Now, there are many branches of monte cristianity. Some believe you should assemble the whole sandwich, then dip it all in batter and fry it up. Others make the French toast first, then pile the stuff on top, stick it under a broiler, and serve it open face. I have had some very unfortunate experiences myself with trying to paint the batter on the bread with a pastry brush after it was already on the griddle. (Why? I have no idea. It seemed like the right thing to do at the time.)

Sam is a purist. He cooks every piece individually and builds the sandwich as he goes.


First, mix up some egg batter, just like you would for French toast: an egg or two, a splash of milk, some cinnamon and vanilla if you like that kind of thing. Dip both sides of the bread and toss it down on the griddle to brown.


In the meantime, start frying up some ham and turkey slices in a pan.


After you flip the toast, put a slice of cheese on to melt. We used Havarti this time. You can use whatever you want except Kraft American slices. They have their place, but that place is not here. It’s up to you if you want cheese on only one side of your sandwich or (gasp!) both sides.

When the cheese is nice and melty, use tongs (or your fingers if you are really fast) to layer the ham and turkey on top of the cheese. Then add the other slice of bread on top.

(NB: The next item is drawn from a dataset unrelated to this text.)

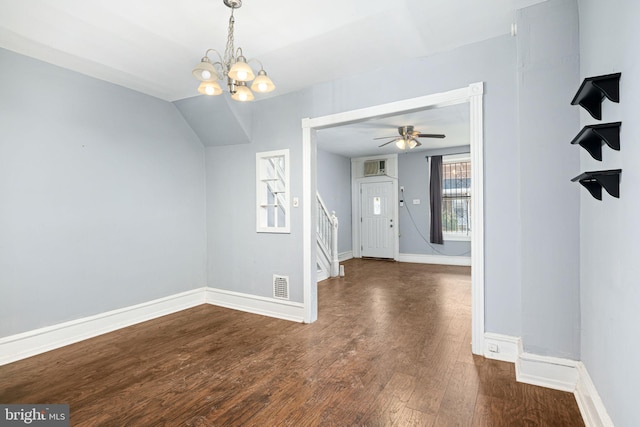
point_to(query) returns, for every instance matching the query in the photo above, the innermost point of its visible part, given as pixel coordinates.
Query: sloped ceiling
(152, 45)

Let it toast a little while longer, and flip it a couple of times and press down on it with your spatula just to be really thorough.

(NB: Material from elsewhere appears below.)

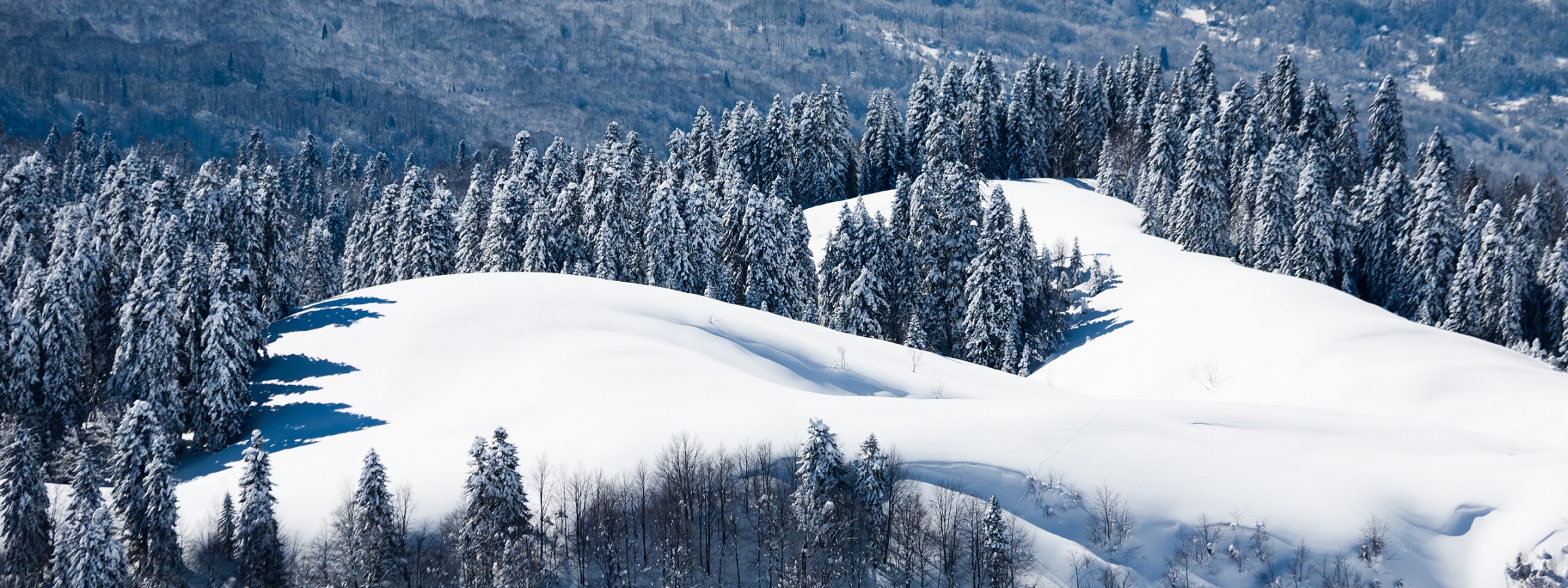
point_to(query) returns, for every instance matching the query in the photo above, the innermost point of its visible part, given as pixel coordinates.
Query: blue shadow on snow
(293, 424)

Cut your sandwich into triangles (it has to be triangles), slather with strawberry or raspberry jam (or dish it up on the side for dipping) and sprinkle with powdered sugar. Voilá! Yeah, the jam is in a shot glass. And in the background there is a fork with a chunk of butter stuck on the end. Just focus on the sandwich.


8 thoughts on “A sandwich fit for a count: how to make a monte cristo

    • Definitely give it a try! I’m amazed that the monte cristo is new to so many people. I wonder if it’s a regional thing. Google suggests that it was first introduced in the ’60s at a Disneyland restaurant!

      • Wow really? Kudos to the chefs over at Disneyland! I’ve actually heard of a monte cristo before but I had only known it as a grilled ham and cheese, Nothing like this!